As well as providing additional building space, each region contains a unique resource to exploit or treasure to find. But with every region you colonise, the price to acquire the next one increases. So you need to decide which regions are the most important for your colony to sustain itself. Do you colonise the region with the pond full of fish you can harvest for food, or the region with the tomb you can raid for riches?

Such little dilemmas are built into many aspects of Northgard. Units, for example, are produced automatically from your town centre. All your citizens begin life as Villagers, who can build and repair structures and will collect food from the ground around them when idle. But you can assign them more specific roles linked to the buildings you construct. These roles include scouts who open up new regions for you to colonise, woodcutters, farmers, and miners who acquire basic resources, several kinds of warrior, and more specialised jobs such as Healers and Traders. Of course, for most of the game you'll have more jobs than villagers, and every job you assign that doesn't relate to food production will reduce your overall harvest. This means you need to assign jobs very carefully, adjusting to whatever needs are the most pressing in the moment.

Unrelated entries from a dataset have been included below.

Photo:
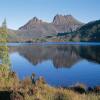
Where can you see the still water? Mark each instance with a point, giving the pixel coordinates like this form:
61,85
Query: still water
60,64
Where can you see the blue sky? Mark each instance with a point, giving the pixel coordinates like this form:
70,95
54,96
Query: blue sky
18,12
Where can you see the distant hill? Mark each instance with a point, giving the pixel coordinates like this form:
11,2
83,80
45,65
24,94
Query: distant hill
37,28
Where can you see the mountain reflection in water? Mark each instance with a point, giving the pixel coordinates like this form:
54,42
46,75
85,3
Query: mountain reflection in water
76,63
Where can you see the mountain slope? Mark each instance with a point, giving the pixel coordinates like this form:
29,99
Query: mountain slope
89,32
38,28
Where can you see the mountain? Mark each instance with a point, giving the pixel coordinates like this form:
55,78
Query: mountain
37,28
89,32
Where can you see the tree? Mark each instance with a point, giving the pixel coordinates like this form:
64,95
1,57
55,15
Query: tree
4,24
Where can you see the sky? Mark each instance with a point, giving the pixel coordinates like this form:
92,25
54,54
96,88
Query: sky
18,12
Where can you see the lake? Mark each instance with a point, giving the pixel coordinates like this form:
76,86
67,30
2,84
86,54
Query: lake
61,64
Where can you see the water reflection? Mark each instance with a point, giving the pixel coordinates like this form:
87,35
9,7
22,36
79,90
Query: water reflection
61,65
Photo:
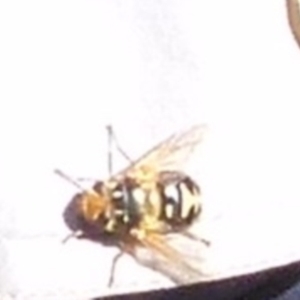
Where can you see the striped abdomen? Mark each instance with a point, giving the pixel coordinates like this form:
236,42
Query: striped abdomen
180,197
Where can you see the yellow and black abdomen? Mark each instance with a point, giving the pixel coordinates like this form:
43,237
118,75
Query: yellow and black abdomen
180,197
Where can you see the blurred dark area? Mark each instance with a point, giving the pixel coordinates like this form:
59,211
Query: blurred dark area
264,285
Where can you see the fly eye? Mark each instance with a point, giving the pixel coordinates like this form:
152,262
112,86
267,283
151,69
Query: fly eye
98,187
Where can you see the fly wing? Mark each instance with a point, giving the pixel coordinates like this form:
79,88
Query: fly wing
169,155
160,256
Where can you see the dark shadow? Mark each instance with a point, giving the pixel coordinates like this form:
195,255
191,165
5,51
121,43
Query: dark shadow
262,285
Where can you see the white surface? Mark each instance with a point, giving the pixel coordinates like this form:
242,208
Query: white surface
68,68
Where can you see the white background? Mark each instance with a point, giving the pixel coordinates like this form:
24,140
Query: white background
149,68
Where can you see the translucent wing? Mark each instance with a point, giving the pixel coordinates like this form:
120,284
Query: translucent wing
169,155
159,255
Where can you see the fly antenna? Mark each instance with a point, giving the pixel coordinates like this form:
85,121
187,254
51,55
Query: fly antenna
69,179
109,151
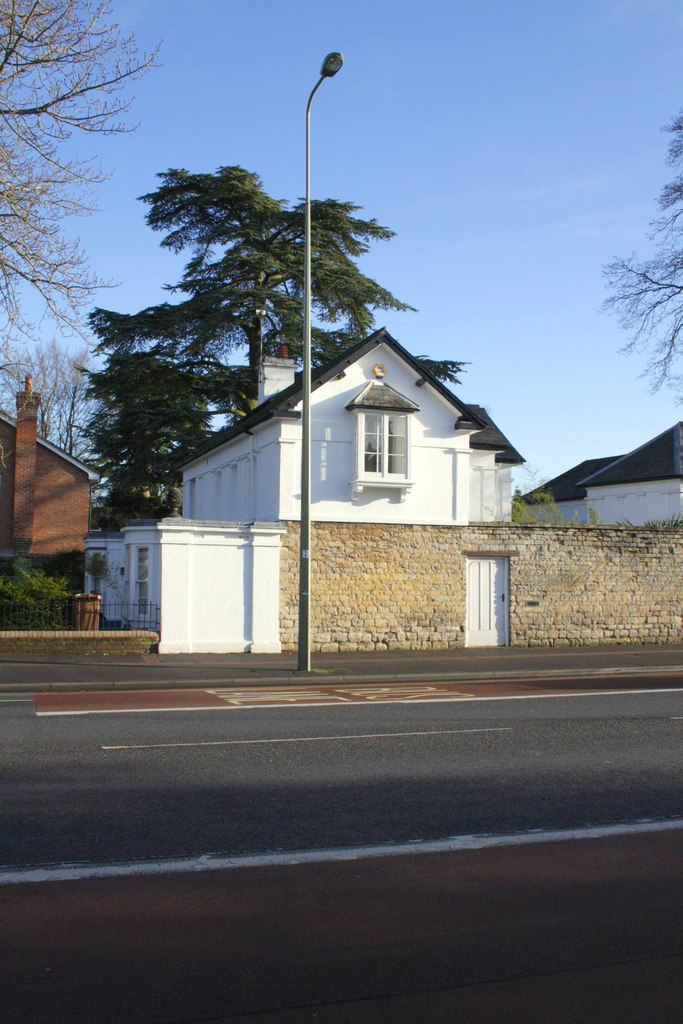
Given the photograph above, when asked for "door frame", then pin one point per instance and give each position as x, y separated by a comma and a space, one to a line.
503, 561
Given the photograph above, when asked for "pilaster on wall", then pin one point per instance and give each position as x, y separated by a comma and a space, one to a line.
378, 588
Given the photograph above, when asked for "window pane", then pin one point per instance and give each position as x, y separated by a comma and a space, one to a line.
373, 443
396, 444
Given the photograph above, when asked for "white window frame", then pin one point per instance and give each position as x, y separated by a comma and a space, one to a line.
142, 579
383, 478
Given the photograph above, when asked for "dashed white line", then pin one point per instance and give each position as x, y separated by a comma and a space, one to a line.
210, 862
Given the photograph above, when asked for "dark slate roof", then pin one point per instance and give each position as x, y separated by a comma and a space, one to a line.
282, 404
566, 487
656, 460
382, 396
493, 439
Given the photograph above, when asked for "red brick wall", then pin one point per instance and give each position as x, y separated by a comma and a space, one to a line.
61, 505
60, 499
6, 484
25, 467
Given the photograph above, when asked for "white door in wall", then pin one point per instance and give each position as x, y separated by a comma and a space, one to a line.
487, 602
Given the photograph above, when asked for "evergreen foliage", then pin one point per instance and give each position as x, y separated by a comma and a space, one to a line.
170, 368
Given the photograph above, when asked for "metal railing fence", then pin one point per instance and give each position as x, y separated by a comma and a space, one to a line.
78, 612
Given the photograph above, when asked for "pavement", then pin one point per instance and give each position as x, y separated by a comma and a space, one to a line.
49, 673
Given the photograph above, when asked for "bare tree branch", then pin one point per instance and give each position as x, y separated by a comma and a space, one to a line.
647, 295
63, 69
59, 376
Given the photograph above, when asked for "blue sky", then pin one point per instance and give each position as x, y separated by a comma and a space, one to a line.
514, 145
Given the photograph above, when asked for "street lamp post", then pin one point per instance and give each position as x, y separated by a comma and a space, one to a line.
331, 66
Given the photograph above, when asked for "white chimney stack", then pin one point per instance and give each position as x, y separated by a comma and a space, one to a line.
275, 374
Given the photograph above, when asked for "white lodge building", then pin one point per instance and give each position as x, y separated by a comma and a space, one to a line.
390, 444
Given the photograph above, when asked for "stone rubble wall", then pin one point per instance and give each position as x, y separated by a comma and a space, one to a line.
381, 587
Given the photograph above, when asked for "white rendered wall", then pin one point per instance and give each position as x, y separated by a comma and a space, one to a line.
491, 489
219, 587
258, 477
238, 482
637, 503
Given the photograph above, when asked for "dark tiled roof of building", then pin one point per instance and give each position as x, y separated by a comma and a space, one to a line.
282, 404
492, 438
383, 396
566, 486
656, 460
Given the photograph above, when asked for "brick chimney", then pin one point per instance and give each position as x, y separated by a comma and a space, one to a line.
28, 401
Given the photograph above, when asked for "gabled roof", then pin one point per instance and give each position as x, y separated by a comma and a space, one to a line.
566, 486
493, 439
384, 397
282, 404
92, 474
658, 459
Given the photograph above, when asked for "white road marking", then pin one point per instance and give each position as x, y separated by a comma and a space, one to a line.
347, 704
211, 862
300, 739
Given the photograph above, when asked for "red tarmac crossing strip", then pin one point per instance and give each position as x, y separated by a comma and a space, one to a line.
225, 698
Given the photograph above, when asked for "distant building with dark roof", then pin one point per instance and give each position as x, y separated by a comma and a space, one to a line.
643, 485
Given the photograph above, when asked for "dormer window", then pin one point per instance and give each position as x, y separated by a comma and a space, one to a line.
385, 444
382, 433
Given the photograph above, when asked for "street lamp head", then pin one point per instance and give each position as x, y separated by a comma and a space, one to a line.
331, 65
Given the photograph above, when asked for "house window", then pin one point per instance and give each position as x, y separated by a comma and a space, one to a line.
384, 444
142, 576
383, 453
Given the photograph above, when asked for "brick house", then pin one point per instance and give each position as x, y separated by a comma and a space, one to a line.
44, 492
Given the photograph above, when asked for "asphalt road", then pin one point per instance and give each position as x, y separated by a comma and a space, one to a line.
141, 786
581, 932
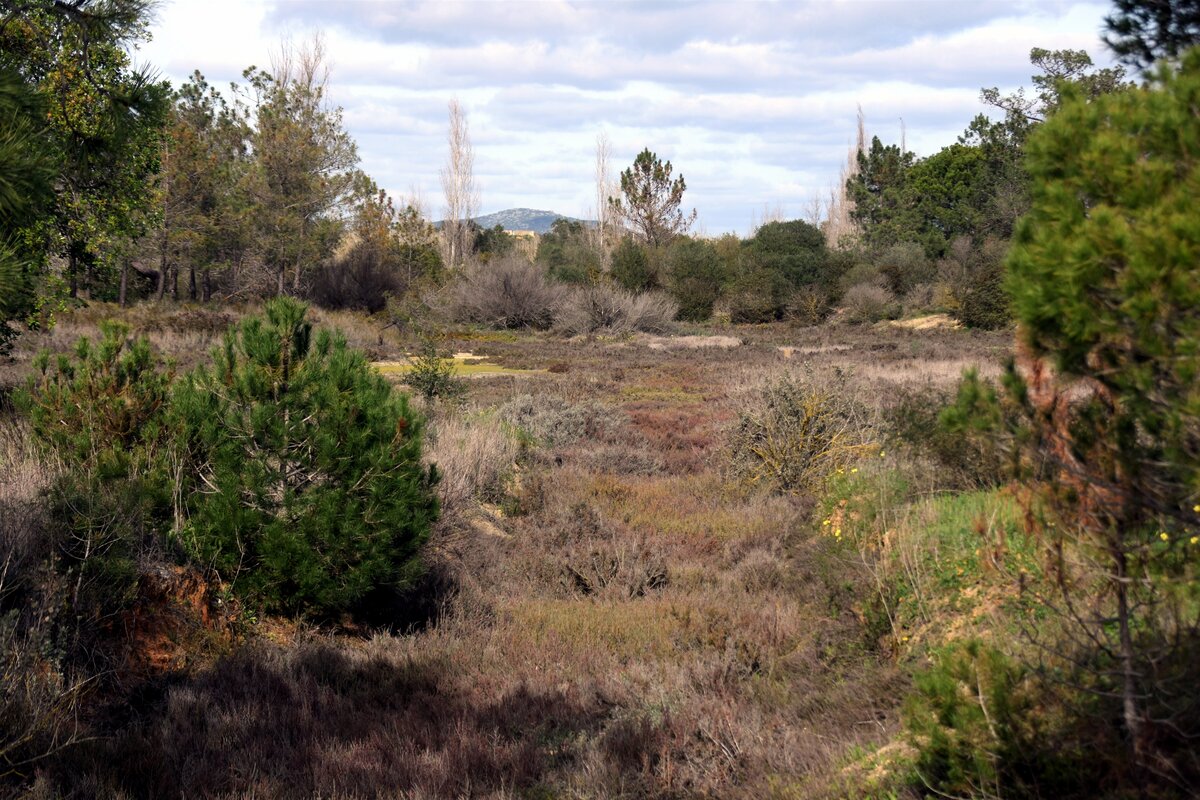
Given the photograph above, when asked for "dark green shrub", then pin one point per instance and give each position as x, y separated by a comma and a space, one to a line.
631, 268
905, 266
696, 276
432, 376
102, 414
982, 726
310, 491
757, 295
975, 275
808, 306
793, 251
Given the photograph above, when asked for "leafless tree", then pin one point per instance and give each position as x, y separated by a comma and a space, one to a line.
605, 191
306, 157
459, 185
840, 224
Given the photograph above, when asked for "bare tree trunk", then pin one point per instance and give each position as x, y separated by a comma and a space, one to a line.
459, 185
840, 223
604, 190
1128, 668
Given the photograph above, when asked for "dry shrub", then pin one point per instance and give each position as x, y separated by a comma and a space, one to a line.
870, 302
505, 293
555, 422
474, 455
37, 704
808, 306
616, 311
797, 431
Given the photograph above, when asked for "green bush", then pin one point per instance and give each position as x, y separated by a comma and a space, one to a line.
869, 302
757, 295
905, 266
982, 726
631, 269
976, 278
102, 414
793, 251
696, 277
568, 253
967, 459
432, 376
309, 491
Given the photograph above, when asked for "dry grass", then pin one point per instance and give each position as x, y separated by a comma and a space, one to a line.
623, 621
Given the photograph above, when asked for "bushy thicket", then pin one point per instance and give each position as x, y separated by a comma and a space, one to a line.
695, 277
615, 311
796, 432
288, 467
507, 293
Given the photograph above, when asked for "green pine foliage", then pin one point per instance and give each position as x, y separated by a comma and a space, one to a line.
310, 491
631, 268
101, 414
1104, 278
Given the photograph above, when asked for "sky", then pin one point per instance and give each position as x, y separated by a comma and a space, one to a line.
753, 102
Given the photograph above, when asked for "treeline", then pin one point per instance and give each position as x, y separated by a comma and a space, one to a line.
123, 187
133, 190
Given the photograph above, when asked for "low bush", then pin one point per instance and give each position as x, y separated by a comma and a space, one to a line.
757, 295
904, 266
808, 306
507, 293
696, 276
615, 311
796, 432
963, 461
631, 268
868, 302
432, 376
982, 727
555, 422
475, 456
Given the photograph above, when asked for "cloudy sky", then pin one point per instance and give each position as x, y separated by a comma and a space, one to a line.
753, 102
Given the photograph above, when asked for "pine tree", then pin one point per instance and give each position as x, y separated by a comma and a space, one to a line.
1105, 286
310, 491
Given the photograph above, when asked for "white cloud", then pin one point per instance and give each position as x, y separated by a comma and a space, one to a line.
754, 102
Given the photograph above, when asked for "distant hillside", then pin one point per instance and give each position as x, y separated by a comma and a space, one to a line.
523, 220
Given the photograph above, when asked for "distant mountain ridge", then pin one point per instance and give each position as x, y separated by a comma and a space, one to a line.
525, 220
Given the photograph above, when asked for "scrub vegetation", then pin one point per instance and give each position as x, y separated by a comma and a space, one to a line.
301, 495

Adaptation is a key theme of Northgard. It's clearly evident in the game's premise of conquering new and uncharted lands, but the theme is also present at a systems level. Resource production is constantly in flux due to changing game conditions. Villager production, for example, is reliant on Happiness, which is produced by specialised buildings like taverns and events such as territory expansion. Northgard will also occasionally throw a random event at you, like an earthquake or a rat infestation that will have you scrabbling to shore up your social infrastructure. Where the concept of adaptation is most evident, however, is in Northgard's Winters.

For three months of Northgard's year, the land is coated in a blanket of snow and ice. During this time your food production plummets, wood-burning goes up, and your warriors are less effective in battle. Winter can end the game for players who expand too quickly or spend resources callously. To survive, you must stock-up on food and wood over the rest of the year, which means that every decision you make to buy more territory or construct new buildings comes with the question of whether you'll need those resources in a few months' time.

Describing all of these cleverly conflicting systems probably makes Northgard sound terribly stressful. But it isn't. Indeed, many of these things actually contribute to making it such a warming and pleasant game. Winters may be harsh and devour your supplies, but it's also a time to slow down, reflect, and plan your movements for the next year. Even in the summers, when activity is abuzz, you can only venture as far as the areas that your scouts have already mapped. What's more, those newly opened territories might contain a powerful enemy or some other surprise that forces you to rethink your approach.

Northgard is about as far removed from the build 'n' rush approach to gaming as a real-time strategy can get. And this is a big part of what makes it so enjoyable. Its Dark Age production line is intricate and easily upset, and even the slightest nudge can result in sweeping changes for your colony. Consequently, you're encouraged to take your time and plan your actions carefully and only send out warriors to attack your opponent when you're sure that you're ready, as strong fighters are a luxury that only the most successful colonies can afford.

The strategic core of Northgard is a wonderfully crafted thing, but it does have a few rough edges. Managing individual villagers can be quite fiddly. Unless a villager is in the same region as a building foundation you place, you have to find a villager in the game world and direct them to build it. Also, while the construction side of the game is extremely elaborate, the combat and conquest side of the game is very basic, usually boiling down to the number of units on each side.

I also have a few quibbles about the presentation. Generally the game looks fantastic. I love the use of bright colours and lightly brushed textures to create a painterly, slightly abstract portrayal of the game's environments. Unit models are quite blocky and unattractive, however. By far the weakest element of the game, though, is the storytelling. The campaign tells a fittingly Norse tale of betrayal, vengeance, and shifting clan-on-clan feuds. Structurally it works well enough, shifting you from one mission to the next, and it finds plenty of variety of play within those missions. But the writing itself is pretty watery, failing to strike a consistent tone or voice.

I doubt these issues will do much to dampen your enjoyment of Northgard's subtle yet delightfully clever strategy systems. It's also nice to see an RTS that rewards careful and adaptive planning rather than who is most au-fait with the keyboard shortcuts. They say it's grim up North, but I wouldn't have it any other way.